But all the same he was just going to jump out of the boat when a
faint ripple on the immensity of silence, a mere tremor in the air,
the ghost of a silvery laugh, reached his ears.

"Illusion!

"He kept very still. He had no difficulty now in emulating the
stillness of the mouse--a grimly determined mouse. But he could
not shake off that premonition of evil unrelated to the mere danger
of the situation. Nothing happened. It had been an illusion!

"A curiosity came to him to learn how they would go to work. He
wondered and wondered, till the whole thing seemed more absurd than
ever.

"He had left the hanging lamp in the cabin burning as usual. It
was part of his plan that everything should be as usual. Suddenly
in the dim glow of the skylight panes a bulky shadow came up the
ladder without a sound, made two steps towards the hammock (it hung
right over the skylight), and stood motionless. The Frenchman!

"The minutes began to slip away. Davidson guessed that the
Frenchman's part (the poor cripple) was to watch his (Davidson's)
slumbers while the others were no doubt in the cabin busy forcing
off the lazarette hatch.

"What was the course they meant to pursue once they got hold of the
silver (there were ten cases, and each could be carried easily by
two men) nobody can tell now. But so far, Davidson was right.
They were in the cabin. He expected to hear the sounds of
breaking-in every moment. But the fact was that one of them
(perhaps Fector, who had stolen papers out of desks in his time)
knew how to pick a lock, and apparently was provided with the
tools. Thus while Davidson expected every moment to hear them
begin down there, they had the bar off already and two cases
actually up in the cabin out of the lazarette.

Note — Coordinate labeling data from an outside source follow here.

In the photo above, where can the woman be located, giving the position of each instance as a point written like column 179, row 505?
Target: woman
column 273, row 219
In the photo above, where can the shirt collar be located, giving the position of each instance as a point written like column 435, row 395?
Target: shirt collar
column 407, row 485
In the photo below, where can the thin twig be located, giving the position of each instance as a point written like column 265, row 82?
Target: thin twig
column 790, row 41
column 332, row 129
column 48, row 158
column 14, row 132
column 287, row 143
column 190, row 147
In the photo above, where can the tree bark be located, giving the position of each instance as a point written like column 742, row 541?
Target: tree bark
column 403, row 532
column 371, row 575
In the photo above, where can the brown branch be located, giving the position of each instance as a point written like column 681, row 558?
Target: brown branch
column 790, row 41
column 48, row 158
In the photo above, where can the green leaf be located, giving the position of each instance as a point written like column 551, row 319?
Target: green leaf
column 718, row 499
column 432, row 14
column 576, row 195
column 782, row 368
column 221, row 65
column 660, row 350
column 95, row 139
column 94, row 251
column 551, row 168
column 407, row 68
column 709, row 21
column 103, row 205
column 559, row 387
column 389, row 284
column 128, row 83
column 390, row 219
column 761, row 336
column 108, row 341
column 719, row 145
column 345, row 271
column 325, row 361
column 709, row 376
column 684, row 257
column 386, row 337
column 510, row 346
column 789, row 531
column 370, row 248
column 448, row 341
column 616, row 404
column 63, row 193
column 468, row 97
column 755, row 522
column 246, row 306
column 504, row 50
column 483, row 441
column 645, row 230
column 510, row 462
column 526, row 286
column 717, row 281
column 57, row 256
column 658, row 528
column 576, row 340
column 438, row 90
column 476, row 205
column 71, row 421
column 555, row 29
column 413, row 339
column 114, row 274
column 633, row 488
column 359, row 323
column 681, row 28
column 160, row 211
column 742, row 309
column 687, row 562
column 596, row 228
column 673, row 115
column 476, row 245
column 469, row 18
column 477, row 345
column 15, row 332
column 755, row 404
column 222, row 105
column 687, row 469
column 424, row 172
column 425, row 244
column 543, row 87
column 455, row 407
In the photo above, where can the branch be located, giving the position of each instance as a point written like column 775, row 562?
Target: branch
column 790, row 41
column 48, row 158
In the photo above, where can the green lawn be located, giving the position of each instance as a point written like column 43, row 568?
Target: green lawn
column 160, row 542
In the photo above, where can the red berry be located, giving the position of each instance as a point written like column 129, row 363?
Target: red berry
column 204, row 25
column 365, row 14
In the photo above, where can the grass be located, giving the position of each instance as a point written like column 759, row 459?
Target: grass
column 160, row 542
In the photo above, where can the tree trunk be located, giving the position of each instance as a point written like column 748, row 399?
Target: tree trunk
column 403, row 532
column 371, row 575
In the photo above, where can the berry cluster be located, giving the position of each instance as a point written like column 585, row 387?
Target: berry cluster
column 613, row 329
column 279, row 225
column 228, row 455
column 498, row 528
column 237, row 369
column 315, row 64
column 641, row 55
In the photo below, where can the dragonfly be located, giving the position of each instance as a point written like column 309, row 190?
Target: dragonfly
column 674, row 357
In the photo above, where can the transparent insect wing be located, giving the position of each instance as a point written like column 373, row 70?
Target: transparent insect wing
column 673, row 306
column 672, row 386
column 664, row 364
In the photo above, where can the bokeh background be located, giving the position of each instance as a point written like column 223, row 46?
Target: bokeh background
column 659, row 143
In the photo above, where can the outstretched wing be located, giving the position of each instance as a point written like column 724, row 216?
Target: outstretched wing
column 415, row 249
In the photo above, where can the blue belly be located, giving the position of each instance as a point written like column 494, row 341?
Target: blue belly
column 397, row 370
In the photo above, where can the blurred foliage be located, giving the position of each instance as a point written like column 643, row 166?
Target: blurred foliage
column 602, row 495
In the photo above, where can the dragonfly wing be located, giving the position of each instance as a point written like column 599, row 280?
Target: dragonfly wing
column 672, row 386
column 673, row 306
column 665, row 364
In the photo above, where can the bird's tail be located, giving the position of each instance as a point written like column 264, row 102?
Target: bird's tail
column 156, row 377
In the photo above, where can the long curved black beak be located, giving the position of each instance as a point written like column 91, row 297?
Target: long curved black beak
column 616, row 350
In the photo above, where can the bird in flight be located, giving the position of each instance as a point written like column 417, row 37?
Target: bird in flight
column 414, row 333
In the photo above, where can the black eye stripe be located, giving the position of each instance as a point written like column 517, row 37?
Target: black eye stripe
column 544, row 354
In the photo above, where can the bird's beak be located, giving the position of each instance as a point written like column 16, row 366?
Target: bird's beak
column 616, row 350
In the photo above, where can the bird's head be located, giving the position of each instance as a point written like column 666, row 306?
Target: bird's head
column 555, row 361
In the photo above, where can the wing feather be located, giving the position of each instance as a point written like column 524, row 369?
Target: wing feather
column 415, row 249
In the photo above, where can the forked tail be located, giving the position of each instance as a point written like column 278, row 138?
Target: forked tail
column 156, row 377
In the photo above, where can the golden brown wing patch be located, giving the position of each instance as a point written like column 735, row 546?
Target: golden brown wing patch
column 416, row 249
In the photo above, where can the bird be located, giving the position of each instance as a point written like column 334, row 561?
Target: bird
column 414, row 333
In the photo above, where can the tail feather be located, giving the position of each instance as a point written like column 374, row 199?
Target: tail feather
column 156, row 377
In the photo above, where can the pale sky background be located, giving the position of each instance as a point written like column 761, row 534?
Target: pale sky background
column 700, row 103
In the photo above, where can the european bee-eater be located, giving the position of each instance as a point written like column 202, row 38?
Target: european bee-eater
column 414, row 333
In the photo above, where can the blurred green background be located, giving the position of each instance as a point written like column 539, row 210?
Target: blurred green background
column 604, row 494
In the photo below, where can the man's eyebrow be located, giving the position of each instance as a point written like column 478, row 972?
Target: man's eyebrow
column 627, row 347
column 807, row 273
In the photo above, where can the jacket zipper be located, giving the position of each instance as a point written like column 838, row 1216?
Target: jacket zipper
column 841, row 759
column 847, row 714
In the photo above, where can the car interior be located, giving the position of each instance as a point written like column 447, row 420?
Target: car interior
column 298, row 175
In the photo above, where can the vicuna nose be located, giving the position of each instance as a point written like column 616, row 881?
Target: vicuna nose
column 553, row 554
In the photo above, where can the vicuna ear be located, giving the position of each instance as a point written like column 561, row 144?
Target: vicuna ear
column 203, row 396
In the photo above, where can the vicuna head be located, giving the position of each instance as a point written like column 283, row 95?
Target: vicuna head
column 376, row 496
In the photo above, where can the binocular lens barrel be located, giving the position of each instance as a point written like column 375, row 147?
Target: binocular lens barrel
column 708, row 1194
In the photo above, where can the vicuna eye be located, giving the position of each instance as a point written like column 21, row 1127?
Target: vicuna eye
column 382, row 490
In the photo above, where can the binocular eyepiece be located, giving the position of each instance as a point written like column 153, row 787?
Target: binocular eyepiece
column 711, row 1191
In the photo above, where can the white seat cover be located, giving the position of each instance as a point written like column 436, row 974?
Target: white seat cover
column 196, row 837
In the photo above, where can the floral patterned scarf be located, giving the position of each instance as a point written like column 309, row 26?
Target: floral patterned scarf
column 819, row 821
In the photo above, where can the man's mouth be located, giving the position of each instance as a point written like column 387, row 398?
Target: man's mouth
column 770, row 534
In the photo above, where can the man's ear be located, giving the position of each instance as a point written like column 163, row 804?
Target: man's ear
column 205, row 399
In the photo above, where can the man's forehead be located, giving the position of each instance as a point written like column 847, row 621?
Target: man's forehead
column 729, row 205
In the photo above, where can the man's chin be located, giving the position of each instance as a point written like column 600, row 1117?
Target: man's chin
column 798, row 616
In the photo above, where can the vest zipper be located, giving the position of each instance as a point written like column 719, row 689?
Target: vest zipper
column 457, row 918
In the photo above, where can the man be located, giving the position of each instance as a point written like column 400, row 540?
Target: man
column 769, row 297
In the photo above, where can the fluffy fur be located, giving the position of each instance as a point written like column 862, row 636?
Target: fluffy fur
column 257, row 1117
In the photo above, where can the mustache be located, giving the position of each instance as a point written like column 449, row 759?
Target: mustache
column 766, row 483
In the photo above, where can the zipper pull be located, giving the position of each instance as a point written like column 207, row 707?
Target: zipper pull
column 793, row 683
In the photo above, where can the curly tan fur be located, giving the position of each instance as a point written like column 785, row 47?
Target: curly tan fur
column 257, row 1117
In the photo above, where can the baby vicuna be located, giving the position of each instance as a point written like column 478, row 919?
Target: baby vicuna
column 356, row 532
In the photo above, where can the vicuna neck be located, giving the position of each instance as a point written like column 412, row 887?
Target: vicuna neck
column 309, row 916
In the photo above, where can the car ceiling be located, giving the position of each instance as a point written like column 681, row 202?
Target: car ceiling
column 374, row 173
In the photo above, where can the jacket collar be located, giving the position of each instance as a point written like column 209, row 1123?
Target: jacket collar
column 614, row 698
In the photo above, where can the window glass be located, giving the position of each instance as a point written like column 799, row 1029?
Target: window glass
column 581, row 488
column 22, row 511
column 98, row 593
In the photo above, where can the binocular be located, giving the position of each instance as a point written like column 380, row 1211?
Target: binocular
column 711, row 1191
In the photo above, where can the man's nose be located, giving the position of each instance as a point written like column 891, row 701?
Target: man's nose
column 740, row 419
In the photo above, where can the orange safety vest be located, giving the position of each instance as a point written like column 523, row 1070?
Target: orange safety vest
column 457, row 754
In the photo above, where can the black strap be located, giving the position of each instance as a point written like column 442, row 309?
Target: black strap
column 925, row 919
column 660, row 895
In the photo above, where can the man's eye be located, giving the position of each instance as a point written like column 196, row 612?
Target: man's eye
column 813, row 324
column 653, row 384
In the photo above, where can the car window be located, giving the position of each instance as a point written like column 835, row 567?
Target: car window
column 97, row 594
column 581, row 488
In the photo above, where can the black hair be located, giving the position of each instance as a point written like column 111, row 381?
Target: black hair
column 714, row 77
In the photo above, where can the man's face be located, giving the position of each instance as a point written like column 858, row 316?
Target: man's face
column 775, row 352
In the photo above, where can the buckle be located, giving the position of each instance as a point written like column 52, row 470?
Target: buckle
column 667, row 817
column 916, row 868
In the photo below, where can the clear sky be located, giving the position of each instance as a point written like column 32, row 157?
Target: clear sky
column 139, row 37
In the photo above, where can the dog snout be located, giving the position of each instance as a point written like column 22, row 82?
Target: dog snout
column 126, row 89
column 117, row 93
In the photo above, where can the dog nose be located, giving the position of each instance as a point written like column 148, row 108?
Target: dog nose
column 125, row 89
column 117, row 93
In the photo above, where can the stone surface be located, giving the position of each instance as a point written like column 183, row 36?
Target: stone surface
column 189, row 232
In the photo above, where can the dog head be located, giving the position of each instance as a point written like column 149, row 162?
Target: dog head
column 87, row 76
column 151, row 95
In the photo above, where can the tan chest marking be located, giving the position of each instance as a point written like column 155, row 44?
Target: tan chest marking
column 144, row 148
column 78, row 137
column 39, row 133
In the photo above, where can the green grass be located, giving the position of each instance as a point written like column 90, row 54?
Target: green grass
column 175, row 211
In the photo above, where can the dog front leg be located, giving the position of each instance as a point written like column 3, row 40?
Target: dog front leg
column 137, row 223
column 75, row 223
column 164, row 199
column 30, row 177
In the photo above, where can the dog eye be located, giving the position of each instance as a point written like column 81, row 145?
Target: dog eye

"In the diffused faint glow of the skylight the Frenchman moved no
more than a statue. Davidson could have shot him with the greatest
ease--but he was not homicidally inclined. Moreover, he wanted to
make sure before opening fire that the others had gone to work.
Not hearing the sounds he expected to hear, he felt uncertain
whether they all were on board yet.

"While he listened, the Frenchman, whose immobility might have but
cloaked an internal struggle; moved forward a pace, then another.
Davidson, entranced, watched him advance one leg, withdraw his
right stump, the armed one, out of his pocket, and swinging his
body to put greater force into the blow, bring the seven-pound
weight down on the hammock where the head of the sleeper ought to
have been.

"Davidson admitted to me that his hair stirred at the roots then.
But for Anne, his unsuspecting head would have been there. The
Frenchman's surprise must have been simply overwhelming. He
staggered away from the lightly swinging hammock, and before
Davidson could make a movement he had vanished, bounding down the
ladder to warn and alarm the other fellows.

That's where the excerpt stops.